Nachdem er kurze Zeit im WDR-Studio für Neue Musik gearbeitet hatte, übersiedelte Ligeti nach Wien, das er sich später mit Berlin und Hamburg als Wahlheimat teilte. „Der Übergang in die westliche Kultur war für mich deshalb nicht schwierig, weil ich in Köln in einen Kreis kam, der mich bald akzeptierte; das rettete mich vor der Isolation. Und zu verdanken habe ich das Stockhausen, Maderna, Boulez, Koenig und anderen“ (Ligeti).
Zur Musica ricercata und den daraus hervorgegangenen Bagatellen bemerkte Ligeti später, die Sammlung sei „noch weitgehend von Bartók und Strawinsky beeinflusst. Das erste Stück enthält nur zwei Töne (samt Oktavtranspositionen), das zweite drei usw., so dass das elfte Stück (eine monotone Fuge) alle zwölf Töne verwendet.“ In der Bearbeitung für Bläserquintett geht diese klare Ordnung zwar verloren, immer noch aber beruhen die einzelnen Sätze auf nur ganz wenigen Tönen. Im Bläserquintett fällt dies weniger auf als in der Originalfassung für Klavier, denn hier konnte Ligeti die Töne immer wieder in andere Instrumente und Oktavlagen versetzen. Zudem ändern die Musiker ständig ihre Klangfarben, der Flötist wechselt von der großen auf die kleine Flöte, den Piccolo usw. Auf diese Weise entstand aus den monochromen Klavierstücken der Musica ricercata eine vielfarbige Suite von überaus pfiffigen und fetzigen Bläserstücken.
Das Werk ist in Bogenform angelegt: Die erste und sechste Bagatelle fungieren als schnelle Ecksätze, Nr. II und V als langsame Intermezzi, wobei der zweite Satz das ungarische Tempo rubato verwendet, dem man auch bei Bartók begegnet, während der fünfte eine von Bartók inspirierte Klagemelodie der Flöte über stockende Akkorde stellt.

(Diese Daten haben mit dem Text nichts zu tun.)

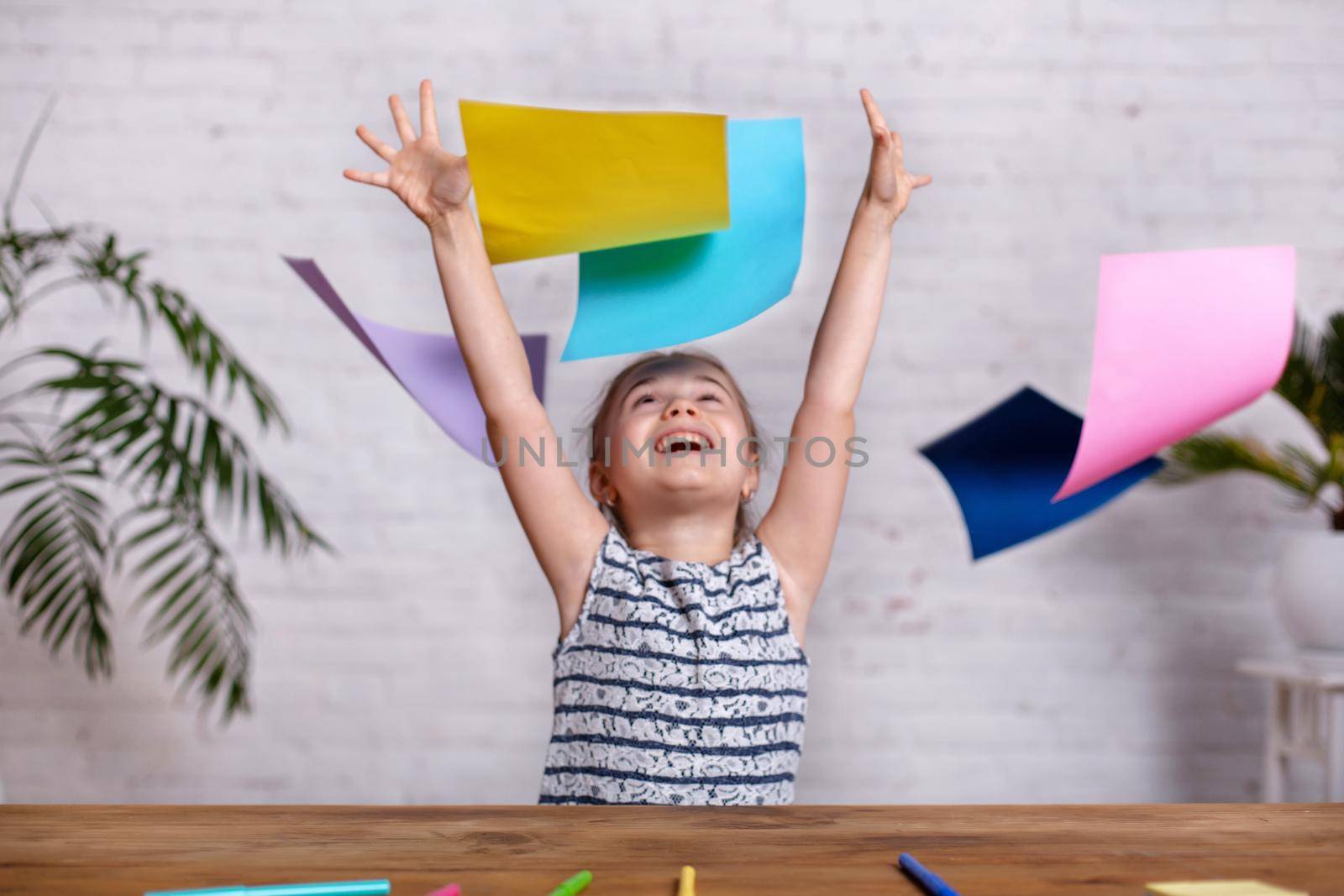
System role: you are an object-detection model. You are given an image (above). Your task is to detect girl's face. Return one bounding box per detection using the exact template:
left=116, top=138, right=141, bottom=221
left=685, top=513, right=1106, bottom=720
left=590, top=359, right=761, bottom=521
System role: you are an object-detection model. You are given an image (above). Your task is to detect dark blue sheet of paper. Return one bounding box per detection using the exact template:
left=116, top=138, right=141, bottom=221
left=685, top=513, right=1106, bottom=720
left=919, top=385, right=1163, bottom=560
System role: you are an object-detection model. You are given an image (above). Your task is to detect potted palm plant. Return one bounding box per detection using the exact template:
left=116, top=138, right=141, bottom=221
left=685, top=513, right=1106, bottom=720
left=1158, top=312, right=1344, bottom=658
left=0, top=103, right=328, bottom=720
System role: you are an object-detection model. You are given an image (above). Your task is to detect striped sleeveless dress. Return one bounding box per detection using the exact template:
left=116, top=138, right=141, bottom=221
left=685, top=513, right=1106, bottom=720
left=538, top=525, right=808, bottom=806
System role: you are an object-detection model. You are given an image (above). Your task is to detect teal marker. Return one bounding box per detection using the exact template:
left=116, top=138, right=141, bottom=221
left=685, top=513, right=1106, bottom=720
left=551, top=871, right=593, bottom=896
left=145, top=880, right=390, bottom=896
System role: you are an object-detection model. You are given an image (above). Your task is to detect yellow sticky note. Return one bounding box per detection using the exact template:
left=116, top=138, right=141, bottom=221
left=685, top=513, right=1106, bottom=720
left=459, top=99, right=728, bottom=265
left=1147, top=880, right=1308, bottom=896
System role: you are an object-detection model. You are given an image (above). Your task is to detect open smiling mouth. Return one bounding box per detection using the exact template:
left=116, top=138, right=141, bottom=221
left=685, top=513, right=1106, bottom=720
left=654, top=432, right=714, bottom=454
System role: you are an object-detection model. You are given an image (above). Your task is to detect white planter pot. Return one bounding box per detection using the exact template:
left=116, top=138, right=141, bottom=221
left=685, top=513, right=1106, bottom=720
left=1274, top=531, right=1344, bottom=659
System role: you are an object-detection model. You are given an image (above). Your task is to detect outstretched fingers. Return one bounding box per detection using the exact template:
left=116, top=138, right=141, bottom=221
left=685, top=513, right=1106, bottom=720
left=421, top=78, right=438, bottom=144
left=858, top=87, right=887, bottom=141
left=387, top=94, right=415, bottom=148
left=354, top=125, right=396, bottom=161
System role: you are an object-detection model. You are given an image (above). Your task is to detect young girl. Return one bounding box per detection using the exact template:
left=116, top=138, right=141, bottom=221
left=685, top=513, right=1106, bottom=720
left=345, top=81, right=932, bottom=804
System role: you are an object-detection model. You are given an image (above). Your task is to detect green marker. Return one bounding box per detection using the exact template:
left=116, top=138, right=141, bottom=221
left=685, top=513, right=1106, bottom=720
left=551, top=871, right=593, bottom=896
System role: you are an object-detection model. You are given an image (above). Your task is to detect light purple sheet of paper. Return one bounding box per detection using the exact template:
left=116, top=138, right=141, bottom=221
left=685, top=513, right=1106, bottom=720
left=281, top=255, right=546, bottom=464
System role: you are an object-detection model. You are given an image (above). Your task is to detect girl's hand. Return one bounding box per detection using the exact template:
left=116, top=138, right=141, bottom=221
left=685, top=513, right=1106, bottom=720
left=345, top=78, right=472, bottom=230
left=858, top=87, right=932, bottom=224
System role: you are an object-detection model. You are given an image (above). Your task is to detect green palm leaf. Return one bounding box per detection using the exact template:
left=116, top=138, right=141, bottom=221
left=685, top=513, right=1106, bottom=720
left=32, top=348, right=329, bottom=556
left=0, top=441, right=112, bottom=677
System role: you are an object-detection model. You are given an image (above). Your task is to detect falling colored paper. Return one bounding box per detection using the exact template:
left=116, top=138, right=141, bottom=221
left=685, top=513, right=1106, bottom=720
left=919, top=385, right=1163, bottom=560
left=1147, top=880, right=1306, bottom=896
left=1055, top=246, right=1295, bottom=500
left=459, top=99, right=735, bottom=265
left=281, top=255, right=546, bottom=462
left=560, top=118, right=806, bottom=361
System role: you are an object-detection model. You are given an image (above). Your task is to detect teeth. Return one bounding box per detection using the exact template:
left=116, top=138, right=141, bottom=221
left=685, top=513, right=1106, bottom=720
left=654, top=432, right=710, bottom=453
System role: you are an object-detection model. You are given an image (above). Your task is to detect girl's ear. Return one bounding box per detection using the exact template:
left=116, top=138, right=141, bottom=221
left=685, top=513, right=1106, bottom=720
left=589, top=461, right=610, bottom=505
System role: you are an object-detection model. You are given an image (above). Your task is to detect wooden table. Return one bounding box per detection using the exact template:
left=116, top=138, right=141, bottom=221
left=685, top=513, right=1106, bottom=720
left=0, top=804, right=1344, bottom=896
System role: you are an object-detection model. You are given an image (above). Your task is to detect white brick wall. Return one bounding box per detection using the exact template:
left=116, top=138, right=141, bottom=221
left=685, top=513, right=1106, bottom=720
left=0, top=0, right=1344, bottom=804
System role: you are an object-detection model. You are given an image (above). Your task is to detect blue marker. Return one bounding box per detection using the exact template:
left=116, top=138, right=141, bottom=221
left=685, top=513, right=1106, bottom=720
left=900, top=853, right=957, bottom=896
left=145, top=880, right=392, bottom=896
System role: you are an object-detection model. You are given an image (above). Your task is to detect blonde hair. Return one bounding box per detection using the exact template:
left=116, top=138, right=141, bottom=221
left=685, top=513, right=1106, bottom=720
left=587, top=349, right=766, bottom=544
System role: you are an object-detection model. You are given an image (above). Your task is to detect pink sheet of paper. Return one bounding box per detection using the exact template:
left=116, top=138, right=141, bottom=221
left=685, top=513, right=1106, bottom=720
left=1051, top=246, right=1297, bottom=501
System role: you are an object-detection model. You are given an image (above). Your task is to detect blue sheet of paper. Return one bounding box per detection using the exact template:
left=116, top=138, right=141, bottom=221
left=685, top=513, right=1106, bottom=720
left=560, top=118, right=806, bottom=361
left=919, top=385, right=1163, bottom=560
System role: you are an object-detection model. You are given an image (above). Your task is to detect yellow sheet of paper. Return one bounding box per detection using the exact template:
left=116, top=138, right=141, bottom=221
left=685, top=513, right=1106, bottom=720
left=459, top=99, right=728, bottom=265
left=1147, top=880, right=1306, bottom=896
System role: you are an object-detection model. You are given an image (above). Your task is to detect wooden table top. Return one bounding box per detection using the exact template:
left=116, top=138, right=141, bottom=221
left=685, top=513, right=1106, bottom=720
left=0, top=804, right=1344, bottom=896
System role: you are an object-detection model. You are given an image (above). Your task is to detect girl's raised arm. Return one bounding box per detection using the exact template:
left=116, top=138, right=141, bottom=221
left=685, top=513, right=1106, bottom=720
left=345, top=79, right=607, bottom=631
left=757, top=90, right=932, bottom=638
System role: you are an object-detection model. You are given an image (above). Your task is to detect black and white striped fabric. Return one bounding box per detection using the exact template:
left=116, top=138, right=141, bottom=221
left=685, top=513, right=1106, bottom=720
left=539, top=527, right=808, bottom=806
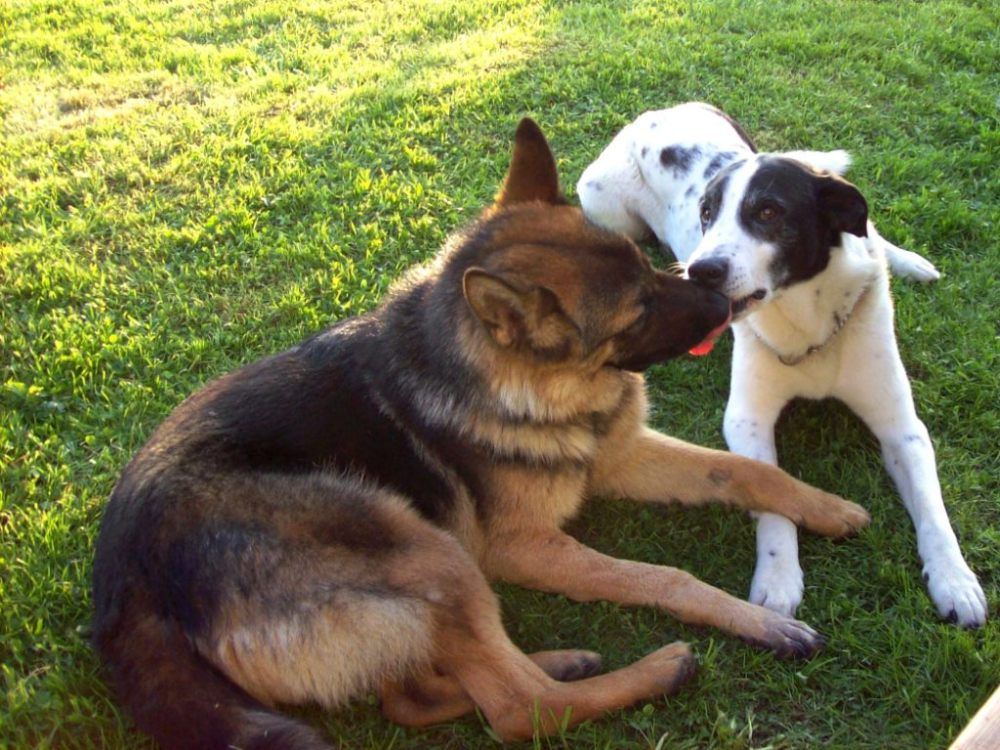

Béla Bartók in memoriam hat Ligeti über diesen bewegenden Satz geschrieben. Die beiden Mittelsätze bilden ein Gegensatzpaar aus Scherzi: Nr. IV als Allegretto grazioso, walzerhaft ruhig und singend, mit gedämpftem Fagott und weichen Klangfarben; Nr. V als unbändiges Presto ruvido aus quasi gemeißelten Akkorden im 7/8-Takt.